Background: Leflunomide is now an approved agent for the management of adult rheumatoid arthritis (RA). Its active metabolite A771726 inhibits de novo pyrimidine biosynthesis. Although considered to be an immunosuppressive agent, its mechanism of action remains obscure.

Objectives: Evaluation of the leflunomide active metabolite A771726 (LEF) effect on interleukin 1β (IL1β), tumour necrosis factor (TNFα), nitric oxide (NO), and stromelysin (metalloproteinase-3 (MMP-3)) production by activated human synovial tissue in culture.

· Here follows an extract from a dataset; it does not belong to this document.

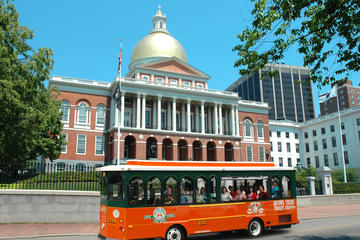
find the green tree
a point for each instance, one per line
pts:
(325, 32)
(30, 120)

Methods: Synovial tissue was obtained during surgery from patients undergoing total knee replacement owing to RA or osteoarthritis (OA), cut into small pieces, and cultured in Petri dishes with test materials as previously described. IL1β, TNFα, NO, and MMP-3 were measured in the culture media after 48 hours incubation with different doses of LEF by methods previously described.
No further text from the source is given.